Low clouds and flat light until 11 with moderate (S2) snowfall. Low clouds cleared, and snowfall lulled (still hi clouds) and we had some visibility til we left at 12. Snow surfaces were all fist-hard, and dry, with ski pen of 10-20cm, boot pen ~30cm.
One natural D1.5 in Bagley Basin failing ~1-2ft deep during the storm. Aside from small loose dry avalanches in steep areas we didn't see any other natural avalanches, or trigger any, despite stomping on plenty of test slopes and small corniced slopes.
We stuck to low-angle terrain and small slopes. Slope tests on smaller, supported slopes were unreactive, leading to a false sense of security until digging, where we found a thick crust beneath the new snow layer (about 3 feet down at 5000ft, and dry) and test results failing above the crust. Triggered avalanches in nearby areas, failing about 3 feet deep confirmed our concerns with the pit results.

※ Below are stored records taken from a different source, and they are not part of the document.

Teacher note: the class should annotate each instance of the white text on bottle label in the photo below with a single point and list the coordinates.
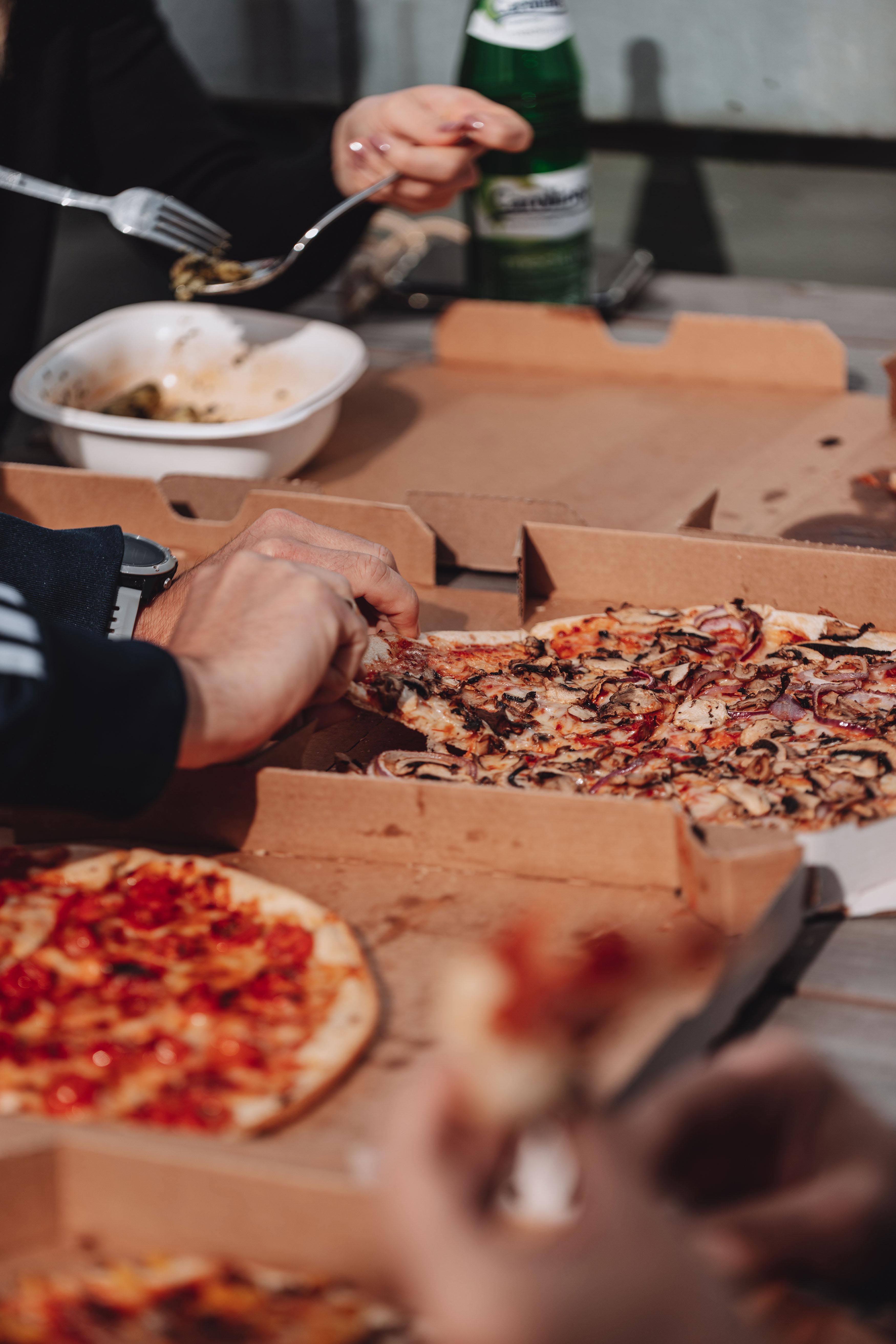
(545, 205)
(530, 25)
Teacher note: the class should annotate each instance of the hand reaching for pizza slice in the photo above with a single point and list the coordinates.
(369, 569)
(623, 1272)
(259, 640)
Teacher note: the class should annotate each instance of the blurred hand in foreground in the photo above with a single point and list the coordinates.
(369, 569)
(786, 1171)
(623, 1273)
(432, 135)
(257, 642)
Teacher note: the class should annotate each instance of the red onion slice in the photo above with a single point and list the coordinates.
(458, 768)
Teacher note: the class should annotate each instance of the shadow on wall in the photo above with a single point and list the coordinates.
(674, 218)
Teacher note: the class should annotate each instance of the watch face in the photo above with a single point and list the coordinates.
(146, 557)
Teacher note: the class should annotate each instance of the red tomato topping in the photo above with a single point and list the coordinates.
(233, 932)
(608, 956)
(166, 1052)
(26, 980)
(69, 1095)
(229, 1050)
(76, 940)
(13, 888)
(194, 1107)
(289, 945)
(199, 999)
(275, 984)
(135, 988)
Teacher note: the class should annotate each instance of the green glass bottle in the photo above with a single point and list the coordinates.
(531, 214)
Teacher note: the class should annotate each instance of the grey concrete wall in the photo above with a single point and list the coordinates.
(820, 66)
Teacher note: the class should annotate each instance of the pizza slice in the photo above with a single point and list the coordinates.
(193, 1300)
(741, 713)
(174, 991)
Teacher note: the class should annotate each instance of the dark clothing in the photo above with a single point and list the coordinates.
(93, 95)
(65, 576)
(84, 722)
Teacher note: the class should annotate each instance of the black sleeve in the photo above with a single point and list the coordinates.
(144, 122)
(66, 574)
(85, 722)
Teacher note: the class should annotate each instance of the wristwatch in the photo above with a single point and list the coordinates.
(147, 570)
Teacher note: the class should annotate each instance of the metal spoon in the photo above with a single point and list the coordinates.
(269, 268)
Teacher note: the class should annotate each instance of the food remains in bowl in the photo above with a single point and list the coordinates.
(193, 272)
(147, 402)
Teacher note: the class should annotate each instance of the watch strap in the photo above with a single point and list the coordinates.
(125, 613)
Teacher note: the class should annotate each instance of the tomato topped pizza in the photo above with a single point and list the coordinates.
(193, 1300)
(173, 991)
(741, 713)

At 4200ft the storm snow layer was 2 feet deep, and all moist aside from 4" of low density, dry surface snow. There was a midway layer that was slightly harder than the snow above and below it. That layer and beneath it were moist-wet, and well bonded to the underlying layer.
Layer Depth/Date: 100cm/March10-15
Comments: Beneath the storm slab there is a crust with possible faceting above the crust. It is most likely in the upper NTL and ATL. Unknown how widespread this is.